Node not able to get its namespace parameters

asked 2017-06-05 09:13:02 -0600

gnurf
20 ●3 ●4 ●6

My code looks like:

rospy.init_node('images_feeder', anonymous=True)
params = rospy.get_param('~')

I'm pretty sure it used to work "before", but now it gives:

KeyError: '~'

The parameters server seems to be running because I can for example successfully:

print rospy.get_param('/rosdistro')

(which is indigo by the way). Between "before" and now, I performed several ros (system) packages updates, and maybe changed the way I run things (currently "roscore" in one terminal, "rosrun x y" in another).

Could this be a regression, or is there something more to do, so that the node can "get its namespace" ? Thanks.

answered 2017-06-05 09:41:20 -0600

jarvisschultz

9031 ●58 ●128 ●143 https://www.linkedin.c...

updated 2017-06-05 09:51:11 -0600

Are you sure that code worked previously? I'm not aware of any recent changes to rospy that would have changed this behavior, but I suppose I could have missed something. Also note that the KeyError being thrown is exactly what should happen if the parameter you are trying to get ("~") doesn't exist and you don't provide a default value (documentation here).

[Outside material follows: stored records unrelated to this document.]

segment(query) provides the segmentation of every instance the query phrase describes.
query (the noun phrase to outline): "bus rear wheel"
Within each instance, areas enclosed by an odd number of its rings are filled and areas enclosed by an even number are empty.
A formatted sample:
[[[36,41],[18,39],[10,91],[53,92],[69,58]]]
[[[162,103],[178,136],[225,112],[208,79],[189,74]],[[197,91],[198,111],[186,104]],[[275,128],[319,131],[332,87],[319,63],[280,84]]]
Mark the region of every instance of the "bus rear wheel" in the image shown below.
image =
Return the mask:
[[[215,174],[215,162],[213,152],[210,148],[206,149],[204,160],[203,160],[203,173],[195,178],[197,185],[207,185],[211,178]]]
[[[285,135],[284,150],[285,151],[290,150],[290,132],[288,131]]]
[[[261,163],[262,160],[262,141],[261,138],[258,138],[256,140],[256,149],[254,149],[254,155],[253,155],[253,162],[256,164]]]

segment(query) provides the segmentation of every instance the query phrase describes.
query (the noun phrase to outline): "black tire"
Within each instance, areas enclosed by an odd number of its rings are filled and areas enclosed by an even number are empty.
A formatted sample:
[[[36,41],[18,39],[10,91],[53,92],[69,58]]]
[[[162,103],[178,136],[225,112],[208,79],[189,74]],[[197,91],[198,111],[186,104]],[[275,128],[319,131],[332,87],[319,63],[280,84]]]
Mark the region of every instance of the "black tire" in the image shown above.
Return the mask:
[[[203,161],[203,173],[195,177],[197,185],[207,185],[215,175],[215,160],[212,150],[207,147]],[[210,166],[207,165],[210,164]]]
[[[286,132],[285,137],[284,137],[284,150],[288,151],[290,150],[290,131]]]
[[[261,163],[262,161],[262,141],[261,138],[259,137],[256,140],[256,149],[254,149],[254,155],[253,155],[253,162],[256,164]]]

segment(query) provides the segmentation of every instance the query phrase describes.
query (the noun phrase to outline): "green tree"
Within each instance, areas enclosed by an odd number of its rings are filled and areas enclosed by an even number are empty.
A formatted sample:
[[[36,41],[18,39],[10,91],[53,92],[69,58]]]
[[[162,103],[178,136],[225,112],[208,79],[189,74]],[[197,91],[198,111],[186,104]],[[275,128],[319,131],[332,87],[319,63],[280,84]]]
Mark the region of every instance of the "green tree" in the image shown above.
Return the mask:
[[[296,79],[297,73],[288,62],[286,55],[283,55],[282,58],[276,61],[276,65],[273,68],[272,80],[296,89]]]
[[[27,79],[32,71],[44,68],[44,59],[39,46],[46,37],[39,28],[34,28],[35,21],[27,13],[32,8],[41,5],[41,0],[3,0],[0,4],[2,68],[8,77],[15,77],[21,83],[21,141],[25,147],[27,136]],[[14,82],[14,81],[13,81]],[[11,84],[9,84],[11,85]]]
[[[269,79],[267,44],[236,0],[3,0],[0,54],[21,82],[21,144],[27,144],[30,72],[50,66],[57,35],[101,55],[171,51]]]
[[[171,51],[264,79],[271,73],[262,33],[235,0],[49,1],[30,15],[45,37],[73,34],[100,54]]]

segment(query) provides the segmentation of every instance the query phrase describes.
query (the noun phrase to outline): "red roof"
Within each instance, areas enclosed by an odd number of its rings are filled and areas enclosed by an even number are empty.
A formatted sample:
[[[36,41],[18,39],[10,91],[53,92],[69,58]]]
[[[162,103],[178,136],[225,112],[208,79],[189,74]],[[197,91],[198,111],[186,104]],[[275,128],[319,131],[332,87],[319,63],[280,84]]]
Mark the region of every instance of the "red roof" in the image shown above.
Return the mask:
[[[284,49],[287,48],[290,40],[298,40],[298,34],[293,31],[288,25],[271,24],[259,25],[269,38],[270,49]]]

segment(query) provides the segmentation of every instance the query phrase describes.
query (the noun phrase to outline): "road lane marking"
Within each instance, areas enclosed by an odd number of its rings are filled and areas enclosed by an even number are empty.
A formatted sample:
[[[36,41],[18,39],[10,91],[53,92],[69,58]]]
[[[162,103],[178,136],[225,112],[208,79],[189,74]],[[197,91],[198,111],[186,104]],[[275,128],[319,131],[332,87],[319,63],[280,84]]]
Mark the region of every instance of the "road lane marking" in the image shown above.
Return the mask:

Regardless, there are a variety of functions specifically for getting names from the ROS graph in the rospy.names module. You could instead be using rospy.get_namespace() or perhaps rospy.get_name() (depending on what you are trying to do). Additionally rospy is slightly different from C++ in that you don't need a "private node handle" to be able to access private parameters. In other words, depending on what you are doing, you might not even need to get the namespace directly. You might be able to use something like rospy.get_param("~private_param1").